Solidarity actions were also held across Scotland this morning. People & Planet group members from Edinburgh, Aberdeen and St. Andrews all protested outside branches of RBS and handed over a letter from the Indigenous Canadians to branch managers and bank representatives.
Earlier in the day the three women briefed MPs on the role of UK banks and oil companies in the Tar Sands in a Parliamentary meeting hosted by the Liberal Democrat Spokesman for Energy and Climate Change, Simon Hughes. They also delivered an open letter to the Chancellor, Alistair Darling, questioning why the Treasury is allowing a state-owned bank to finance companies that are doing such damage to their communities.
The extraction of oil from Tar Sands is responsible for three to five times the carbon emissions of conventional oil. According to new research by Rainforest Action Network, RBS – which is now 84% publicly-owned – has been responsible for $2.7 billion of finance to companies that own, or are building, Tar Sands infrastructure in Alberta, Canada, since the first banking bail-out took place. RBS is also revealed as the UK bank most heavily involved in financing Tar Sands since 2007, providing almost $14 billion of finance [1].
Eriel Tchekwie Deranger, one of the Indigenous women, explained to the gathered media:
“The Tar Sands is the world’s largest and most destructive industrial development. It is destroying an area of ancient forest larger than England. Millions of litres a day of toxic waste are seeping into our groundwater and we are seeing terrifyingly high levels of cancer in our communities. It is shocking that a bank effectively owned by the British Government is financing a project which is killing Indigenous people.”[2]
Heather Milton Lightening, who is one of the indigenous keynote speakers for this weekend’s forthcoming Shared Planet conference in Manchester, added:
“Just when the world is focusing its attention on attempts to cut carbon emissions at December’s Copenhagen summit, the Canadian government is championing the extraction of billions of barrels of this dirty oil – and the UK taxpayer, through RBS, is financing it! We have come to the UK to get support in our struggle to leave Tar Sands in the ground, for the sake of our communities and for the climate.”
Simon Hughes, Liberal Democrat spokesman for Energy and Climate Change, is critical of the Government’s approach:
“Tar Sands are one of the most destructive fossil fuels on earth. They cause much more carbon pollution than any other oil, and are also responsible for massive damage to nature, wildlife and local communities. Now that the Government has used our taxes to prop up the banks, it must stop using our money to support companies in their extraction of high-polluting fuels like Tar Sands.”

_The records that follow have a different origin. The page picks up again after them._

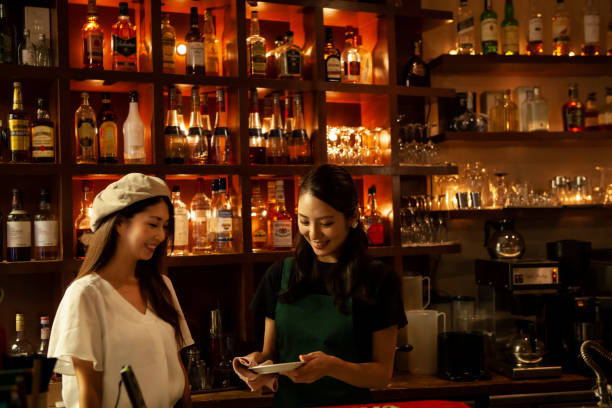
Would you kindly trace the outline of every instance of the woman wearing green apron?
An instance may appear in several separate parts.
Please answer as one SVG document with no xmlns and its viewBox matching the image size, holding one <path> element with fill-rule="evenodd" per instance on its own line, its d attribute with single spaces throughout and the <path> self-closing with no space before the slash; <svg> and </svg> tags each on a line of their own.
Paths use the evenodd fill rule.
<svg viewBox="0 0 612 408">
<path fill-rule="evenodd" d="M 251 303 L 265 316 L 264 344 L 246 360 L 305 363 L 279 375 L 274 407 L 366 403 L 389 382 L 406 324 L 399 278 L 367 256 L 357 191 L 341 167 L 306 176 L 298 227 L 295 256 L 268 269 Z"/>
</svg>

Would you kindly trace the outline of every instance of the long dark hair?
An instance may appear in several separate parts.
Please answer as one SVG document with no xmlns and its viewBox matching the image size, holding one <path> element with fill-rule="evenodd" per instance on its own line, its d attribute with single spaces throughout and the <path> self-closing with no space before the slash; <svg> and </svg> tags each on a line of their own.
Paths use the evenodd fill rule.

The visit to RBS was part of a 10-day nationwide speaker tour organised by the UK Tar Sands Network, of which People & Planet is a founding member, and north-America-based Indigenous Environmental Network. The tour culminates this weekend at Shared Planet, where all three women will speak to gathered students about the local and global impacts of the Canadian tarsands.
References
[1] Research from the Rainforest Action Network indicates that since Oct. 13, 2008 – when HM Treasury announced its recapitalization of the Royal Bank of Scotland Group – RBS has extended at least $2.7 billion in debt/equity issuance underwritings to companies that own and/or are actively building tar sands extraction infrastructure and/or tar sands oil pipelines in Alberta, Canada. Companies financed by RBS since this date include ConocoPhillips, Devon Energy, Enbridge, Kinder Morgan, StatoilHydro, and Total.
[2] Research from the Rainforest Action Network indicates that since the start of 2007, RBS has extended $13.9 billion in debt/equity issuance underwritings to companies that own and/or are actively building tar sands extraction infrastructure and/or tar sands oil pipelines in Alberta, Canada, while Barclays Bank was responsible for $13.7 billion and HSBC for $9.1 billion.